Q-Could you talk a little about Ryan Broyles' career and his season so far?

A-The guy's just amazing, you know, such a dynamic player when you look at his consistency. To set an NCAA record is really pretty special. It shows just his consistency and big play ability. You know, here's a guy that halfway through the season has the record, the NCAA receiving record, and did it in such great fashion. The kid has over 200 yards in receiving on 13 catches and has another 84 in punt returns, so he has 301 all-purpose yards on the day, such a big player and also set the Big 12 receiving touchdown record on the same play. So, the guy's amazing and just continues to do it week after week even when people know that's what--you like to get the ball to him. He continues to find the opportunity to get open and make plays.

Q-I just want to follow up with that on Ryan. What have you been able to do to ensure that he gets open and gets receptions?

A-Well, it shows whether they're keying on him or not to run routes, to be precise, to get open.
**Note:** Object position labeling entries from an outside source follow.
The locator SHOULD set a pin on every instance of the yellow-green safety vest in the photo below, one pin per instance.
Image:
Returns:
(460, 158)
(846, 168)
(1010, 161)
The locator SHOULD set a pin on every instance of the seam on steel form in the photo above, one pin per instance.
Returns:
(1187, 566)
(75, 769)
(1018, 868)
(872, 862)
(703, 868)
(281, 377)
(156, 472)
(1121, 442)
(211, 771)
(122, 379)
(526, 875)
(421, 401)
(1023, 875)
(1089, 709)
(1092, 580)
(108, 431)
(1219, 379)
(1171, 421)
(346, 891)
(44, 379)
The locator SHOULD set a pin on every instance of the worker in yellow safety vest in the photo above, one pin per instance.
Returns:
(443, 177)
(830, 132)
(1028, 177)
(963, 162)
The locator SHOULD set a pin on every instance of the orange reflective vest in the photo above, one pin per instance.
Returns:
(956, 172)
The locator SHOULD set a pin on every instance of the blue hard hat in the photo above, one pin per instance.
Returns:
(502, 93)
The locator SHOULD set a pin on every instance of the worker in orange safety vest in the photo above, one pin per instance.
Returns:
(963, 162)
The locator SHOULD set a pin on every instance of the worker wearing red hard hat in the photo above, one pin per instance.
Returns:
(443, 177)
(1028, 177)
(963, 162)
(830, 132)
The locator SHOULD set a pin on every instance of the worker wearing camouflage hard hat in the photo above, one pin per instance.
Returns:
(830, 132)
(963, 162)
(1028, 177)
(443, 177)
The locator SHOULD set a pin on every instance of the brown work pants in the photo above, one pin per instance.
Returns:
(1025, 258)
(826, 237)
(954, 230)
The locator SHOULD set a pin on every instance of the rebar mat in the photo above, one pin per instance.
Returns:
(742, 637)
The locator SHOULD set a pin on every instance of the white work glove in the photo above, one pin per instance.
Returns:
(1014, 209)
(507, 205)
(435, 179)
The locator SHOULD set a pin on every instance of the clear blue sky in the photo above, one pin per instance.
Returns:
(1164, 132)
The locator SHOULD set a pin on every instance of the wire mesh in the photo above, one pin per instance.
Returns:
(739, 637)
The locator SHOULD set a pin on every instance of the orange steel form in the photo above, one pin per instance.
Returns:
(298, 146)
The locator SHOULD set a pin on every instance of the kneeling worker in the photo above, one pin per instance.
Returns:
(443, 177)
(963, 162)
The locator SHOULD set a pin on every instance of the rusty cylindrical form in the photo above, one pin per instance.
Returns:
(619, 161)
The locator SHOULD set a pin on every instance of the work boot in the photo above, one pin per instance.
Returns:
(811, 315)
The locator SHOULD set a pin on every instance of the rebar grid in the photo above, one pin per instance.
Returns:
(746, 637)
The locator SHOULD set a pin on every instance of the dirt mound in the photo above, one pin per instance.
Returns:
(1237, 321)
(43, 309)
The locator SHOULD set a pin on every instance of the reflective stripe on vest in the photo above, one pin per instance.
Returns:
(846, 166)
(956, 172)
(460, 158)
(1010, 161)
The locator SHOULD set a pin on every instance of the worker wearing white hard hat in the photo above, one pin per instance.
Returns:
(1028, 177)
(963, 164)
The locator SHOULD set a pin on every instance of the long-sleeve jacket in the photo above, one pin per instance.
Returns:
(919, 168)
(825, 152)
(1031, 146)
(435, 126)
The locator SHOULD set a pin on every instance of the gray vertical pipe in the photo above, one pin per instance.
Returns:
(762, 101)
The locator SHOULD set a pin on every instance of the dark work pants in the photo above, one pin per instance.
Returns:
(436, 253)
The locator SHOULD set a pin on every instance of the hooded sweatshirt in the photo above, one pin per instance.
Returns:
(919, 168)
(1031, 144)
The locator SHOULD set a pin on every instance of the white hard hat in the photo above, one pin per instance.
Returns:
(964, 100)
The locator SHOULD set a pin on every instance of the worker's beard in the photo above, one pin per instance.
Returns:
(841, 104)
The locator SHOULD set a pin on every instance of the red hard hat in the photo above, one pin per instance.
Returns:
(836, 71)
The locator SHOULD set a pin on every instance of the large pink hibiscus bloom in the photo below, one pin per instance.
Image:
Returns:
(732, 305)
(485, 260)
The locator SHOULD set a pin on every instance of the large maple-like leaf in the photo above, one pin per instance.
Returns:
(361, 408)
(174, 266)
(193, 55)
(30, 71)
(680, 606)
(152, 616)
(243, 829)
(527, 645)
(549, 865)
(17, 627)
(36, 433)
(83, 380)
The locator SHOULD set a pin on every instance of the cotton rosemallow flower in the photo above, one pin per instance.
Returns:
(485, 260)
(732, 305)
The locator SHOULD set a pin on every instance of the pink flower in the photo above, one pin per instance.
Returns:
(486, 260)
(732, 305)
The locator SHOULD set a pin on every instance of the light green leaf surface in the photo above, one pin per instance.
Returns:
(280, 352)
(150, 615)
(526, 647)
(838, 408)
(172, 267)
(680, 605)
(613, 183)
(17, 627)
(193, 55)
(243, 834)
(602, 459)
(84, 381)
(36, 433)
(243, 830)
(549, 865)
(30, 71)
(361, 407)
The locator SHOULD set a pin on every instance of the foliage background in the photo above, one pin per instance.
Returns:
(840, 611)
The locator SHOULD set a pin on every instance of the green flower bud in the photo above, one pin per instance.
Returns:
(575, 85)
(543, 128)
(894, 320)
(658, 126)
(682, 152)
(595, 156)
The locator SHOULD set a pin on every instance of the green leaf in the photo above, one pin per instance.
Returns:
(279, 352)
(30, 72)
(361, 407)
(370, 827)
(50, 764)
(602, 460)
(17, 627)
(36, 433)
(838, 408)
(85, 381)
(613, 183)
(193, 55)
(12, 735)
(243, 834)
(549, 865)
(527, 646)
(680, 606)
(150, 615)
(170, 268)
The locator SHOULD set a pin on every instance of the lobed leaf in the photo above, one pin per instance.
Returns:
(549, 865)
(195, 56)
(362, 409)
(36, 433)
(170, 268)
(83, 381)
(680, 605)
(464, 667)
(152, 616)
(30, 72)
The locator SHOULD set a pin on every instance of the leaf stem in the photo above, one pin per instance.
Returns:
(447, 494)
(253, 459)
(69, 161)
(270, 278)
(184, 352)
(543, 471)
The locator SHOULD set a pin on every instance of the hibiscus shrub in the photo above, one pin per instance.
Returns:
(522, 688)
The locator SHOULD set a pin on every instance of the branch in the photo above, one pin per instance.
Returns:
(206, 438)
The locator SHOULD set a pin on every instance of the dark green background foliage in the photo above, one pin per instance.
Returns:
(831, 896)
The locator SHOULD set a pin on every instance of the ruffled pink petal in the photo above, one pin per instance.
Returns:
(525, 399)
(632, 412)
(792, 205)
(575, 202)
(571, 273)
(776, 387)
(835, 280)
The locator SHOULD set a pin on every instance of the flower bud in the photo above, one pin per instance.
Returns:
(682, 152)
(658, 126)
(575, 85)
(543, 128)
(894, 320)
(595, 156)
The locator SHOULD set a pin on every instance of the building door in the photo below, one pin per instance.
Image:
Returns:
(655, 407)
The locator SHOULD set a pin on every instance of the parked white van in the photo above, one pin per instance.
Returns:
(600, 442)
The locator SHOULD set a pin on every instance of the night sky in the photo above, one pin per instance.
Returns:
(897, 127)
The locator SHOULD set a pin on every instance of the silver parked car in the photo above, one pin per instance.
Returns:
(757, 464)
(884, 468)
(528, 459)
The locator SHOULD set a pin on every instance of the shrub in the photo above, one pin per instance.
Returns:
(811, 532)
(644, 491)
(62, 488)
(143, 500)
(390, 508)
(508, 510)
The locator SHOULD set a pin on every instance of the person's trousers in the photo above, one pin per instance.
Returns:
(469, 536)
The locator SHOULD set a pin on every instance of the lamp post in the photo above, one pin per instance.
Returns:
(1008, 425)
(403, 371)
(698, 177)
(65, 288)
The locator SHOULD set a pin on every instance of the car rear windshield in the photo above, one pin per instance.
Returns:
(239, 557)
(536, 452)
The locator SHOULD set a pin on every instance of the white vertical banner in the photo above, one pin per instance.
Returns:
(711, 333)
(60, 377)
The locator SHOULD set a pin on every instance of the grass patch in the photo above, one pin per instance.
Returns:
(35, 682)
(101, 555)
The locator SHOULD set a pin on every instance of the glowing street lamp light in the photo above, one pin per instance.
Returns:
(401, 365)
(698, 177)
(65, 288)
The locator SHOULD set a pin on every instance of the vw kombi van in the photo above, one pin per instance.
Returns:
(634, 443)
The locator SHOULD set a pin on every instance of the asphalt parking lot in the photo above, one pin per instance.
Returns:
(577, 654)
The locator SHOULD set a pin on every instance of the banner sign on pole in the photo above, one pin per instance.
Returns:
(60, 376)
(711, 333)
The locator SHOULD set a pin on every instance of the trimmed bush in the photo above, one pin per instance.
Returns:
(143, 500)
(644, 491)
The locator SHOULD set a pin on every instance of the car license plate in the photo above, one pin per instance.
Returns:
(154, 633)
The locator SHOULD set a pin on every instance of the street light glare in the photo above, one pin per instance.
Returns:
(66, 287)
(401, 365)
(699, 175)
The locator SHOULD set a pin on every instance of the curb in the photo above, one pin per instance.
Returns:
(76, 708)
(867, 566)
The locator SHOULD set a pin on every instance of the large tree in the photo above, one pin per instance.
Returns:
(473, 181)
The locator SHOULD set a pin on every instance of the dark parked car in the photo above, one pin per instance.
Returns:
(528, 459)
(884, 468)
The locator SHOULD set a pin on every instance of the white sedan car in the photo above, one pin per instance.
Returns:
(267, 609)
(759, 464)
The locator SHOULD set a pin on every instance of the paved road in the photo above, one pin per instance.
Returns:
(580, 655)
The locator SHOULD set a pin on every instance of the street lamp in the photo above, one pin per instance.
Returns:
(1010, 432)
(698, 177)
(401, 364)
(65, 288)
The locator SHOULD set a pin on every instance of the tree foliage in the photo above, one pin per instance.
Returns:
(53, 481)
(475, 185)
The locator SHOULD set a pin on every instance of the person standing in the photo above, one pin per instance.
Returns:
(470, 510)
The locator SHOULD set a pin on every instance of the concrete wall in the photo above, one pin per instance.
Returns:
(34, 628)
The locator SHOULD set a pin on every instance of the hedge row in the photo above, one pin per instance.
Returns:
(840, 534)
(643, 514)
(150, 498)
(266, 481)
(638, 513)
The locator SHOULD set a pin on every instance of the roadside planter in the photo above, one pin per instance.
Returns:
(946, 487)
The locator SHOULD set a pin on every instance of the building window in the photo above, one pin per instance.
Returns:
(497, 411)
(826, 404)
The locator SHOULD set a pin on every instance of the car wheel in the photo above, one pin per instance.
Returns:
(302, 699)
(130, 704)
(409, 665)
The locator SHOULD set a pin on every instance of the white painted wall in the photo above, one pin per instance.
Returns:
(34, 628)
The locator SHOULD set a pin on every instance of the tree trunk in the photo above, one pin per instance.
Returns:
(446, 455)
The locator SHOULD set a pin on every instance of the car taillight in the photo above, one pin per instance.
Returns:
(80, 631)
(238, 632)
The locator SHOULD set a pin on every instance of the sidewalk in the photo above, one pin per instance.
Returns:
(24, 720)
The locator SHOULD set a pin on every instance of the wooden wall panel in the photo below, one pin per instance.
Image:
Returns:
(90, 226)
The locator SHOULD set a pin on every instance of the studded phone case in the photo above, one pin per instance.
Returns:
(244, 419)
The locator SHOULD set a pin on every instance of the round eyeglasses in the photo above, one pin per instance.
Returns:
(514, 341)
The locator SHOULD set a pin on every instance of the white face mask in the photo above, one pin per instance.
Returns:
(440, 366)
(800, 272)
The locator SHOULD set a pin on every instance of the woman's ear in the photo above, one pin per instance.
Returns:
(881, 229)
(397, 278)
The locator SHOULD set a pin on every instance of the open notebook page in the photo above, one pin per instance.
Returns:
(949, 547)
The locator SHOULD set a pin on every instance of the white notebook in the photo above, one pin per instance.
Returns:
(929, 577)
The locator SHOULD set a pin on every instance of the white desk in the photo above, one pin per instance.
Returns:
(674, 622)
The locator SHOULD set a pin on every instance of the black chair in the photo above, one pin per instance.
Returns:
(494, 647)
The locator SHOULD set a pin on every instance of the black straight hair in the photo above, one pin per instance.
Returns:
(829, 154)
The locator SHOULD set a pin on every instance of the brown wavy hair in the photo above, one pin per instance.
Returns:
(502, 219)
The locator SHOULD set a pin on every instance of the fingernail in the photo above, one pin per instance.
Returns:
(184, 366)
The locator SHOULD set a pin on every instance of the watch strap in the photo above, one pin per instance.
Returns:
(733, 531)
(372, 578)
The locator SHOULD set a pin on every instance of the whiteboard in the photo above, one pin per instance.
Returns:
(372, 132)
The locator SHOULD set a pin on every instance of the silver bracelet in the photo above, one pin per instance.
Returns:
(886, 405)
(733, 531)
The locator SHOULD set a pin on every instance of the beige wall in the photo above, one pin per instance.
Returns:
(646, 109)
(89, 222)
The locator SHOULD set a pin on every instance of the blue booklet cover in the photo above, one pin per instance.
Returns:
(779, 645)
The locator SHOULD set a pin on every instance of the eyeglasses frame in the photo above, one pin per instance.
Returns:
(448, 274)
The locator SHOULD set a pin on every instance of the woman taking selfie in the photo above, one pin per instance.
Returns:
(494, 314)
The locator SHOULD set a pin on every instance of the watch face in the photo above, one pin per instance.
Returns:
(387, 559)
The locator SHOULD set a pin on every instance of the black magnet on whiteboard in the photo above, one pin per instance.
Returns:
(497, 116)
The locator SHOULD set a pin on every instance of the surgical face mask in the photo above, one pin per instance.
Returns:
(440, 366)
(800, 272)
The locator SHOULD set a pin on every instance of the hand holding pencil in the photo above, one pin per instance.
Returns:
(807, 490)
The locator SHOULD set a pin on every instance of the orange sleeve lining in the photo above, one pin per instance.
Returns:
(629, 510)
You know, we have talented quarterback that can get the ball into tight spots, and he has amazing hands. He's so competitive and when he has a chance to get it, he gets it. And then we multiple routes. We try to make it difficult and making sure that we move him in a lot of different ways, so it can be fairly complicated trying to fix your coverage just to stop him.

Q-He took a pretty big hit across the middle. The fact that he's gone four years returning punts, catching passes and taking licks from people, is durability one of the things that people maybe overlook, the fact that's he's not a very big guy and he gets dealt big blows on a lot of occasions?

A-Absolutely. Actually he avoids--he's just such a crafty route runner. He has a great knack for feeling those kinds of hits and absorbing them, getting down, not taking the full brunt of it. And again, that's kind of just how shifty and how great of feet and aware he is and it may look bad, but he often gets away from them more than you think.